I stared at the wall. I didn’t cry. I was past crying.

But then, just as sleep was about to take him, he murmured into the darkness, half to himself, half to me. "Five more days. Then it’s done. Then we can breathe."

My heart stuttered. Five days. The Rite of Age. And then... the promise?

"Shawn?" I whispered. "Are we... are we going to the Southern Coast? After Kurt’s ceremony?"

He was already snoring.

But his words hung in the air like incense. Five days.

I rose before dawn, my hands shaking with a fragile, terrible hope. I pulled the old leather trunk from beneath our bed—the one I’d brought with me when I left my father’s house twelve years ago. I began to pack. Light dresses for the southern heat. The crystallized honey cakes my father used to love. A scarf my mother had woven, tucked away in tissue paper.
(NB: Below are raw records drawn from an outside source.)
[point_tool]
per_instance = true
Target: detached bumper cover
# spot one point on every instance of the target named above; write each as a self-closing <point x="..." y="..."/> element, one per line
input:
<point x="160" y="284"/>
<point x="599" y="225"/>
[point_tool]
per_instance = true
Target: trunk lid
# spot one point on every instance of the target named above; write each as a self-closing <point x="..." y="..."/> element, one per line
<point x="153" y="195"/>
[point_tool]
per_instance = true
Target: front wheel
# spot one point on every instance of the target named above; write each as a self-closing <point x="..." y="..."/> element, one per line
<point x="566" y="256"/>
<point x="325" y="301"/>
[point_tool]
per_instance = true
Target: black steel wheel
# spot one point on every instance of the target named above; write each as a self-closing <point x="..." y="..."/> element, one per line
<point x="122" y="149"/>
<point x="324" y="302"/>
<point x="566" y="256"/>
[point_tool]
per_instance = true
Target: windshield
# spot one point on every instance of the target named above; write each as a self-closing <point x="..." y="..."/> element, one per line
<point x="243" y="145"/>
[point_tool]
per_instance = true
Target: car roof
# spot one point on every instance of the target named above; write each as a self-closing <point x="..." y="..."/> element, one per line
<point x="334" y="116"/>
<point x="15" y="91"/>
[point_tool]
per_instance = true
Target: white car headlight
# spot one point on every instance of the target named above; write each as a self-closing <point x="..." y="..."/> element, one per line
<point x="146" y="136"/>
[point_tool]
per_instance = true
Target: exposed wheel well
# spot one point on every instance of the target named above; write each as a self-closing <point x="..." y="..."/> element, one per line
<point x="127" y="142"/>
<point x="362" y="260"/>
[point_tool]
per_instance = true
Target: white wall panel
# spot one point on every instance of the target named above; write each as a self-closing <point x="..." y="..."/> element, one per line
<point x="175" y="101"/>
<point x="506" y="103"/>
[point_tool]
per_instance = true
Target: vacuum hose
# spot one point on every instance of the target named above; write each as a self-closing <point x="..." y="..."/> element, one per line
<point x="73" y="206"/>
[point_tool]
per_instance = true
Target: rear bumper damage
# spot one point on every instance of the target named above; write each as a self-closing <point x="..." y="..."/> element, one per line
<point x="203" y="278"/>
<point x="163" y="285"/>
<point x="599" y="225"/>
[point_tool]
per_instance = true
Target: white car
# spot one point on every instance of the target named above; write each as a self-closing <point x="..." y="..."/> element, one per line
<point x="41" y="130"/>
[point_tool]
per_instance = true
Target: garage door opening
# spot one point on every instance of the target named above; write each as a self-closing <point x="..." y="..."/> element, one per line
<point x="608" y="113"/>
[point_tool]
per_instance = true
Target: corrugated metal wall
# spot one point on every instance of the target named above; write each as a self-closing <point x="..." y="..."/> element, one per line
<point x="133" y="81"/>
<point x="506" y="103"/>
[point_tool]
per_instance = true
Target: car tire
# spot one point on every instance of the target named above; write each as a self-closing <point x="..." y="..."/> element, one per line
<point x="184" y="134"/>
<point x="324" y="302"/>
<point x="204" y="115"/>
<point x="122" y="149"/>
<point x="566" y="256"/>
I was folding the third dress when I heard Shawn’s voice from the study, low and intimate, speaking into his communication crystal.

"Yes," he said. "Five days. The Southern Coast... I know, I know, she’ll be thrilled... No, she doesn’t know yet. I want it to be a surprise."

I froze, the dress clutched to my chest.

The Southern Coast. The warm waters. The place I’d dreamed of for twelve years.

He was planning the trip. He was really taking me home.

I pressed the fabric to my face and let the tears come, hot and grateful and blind.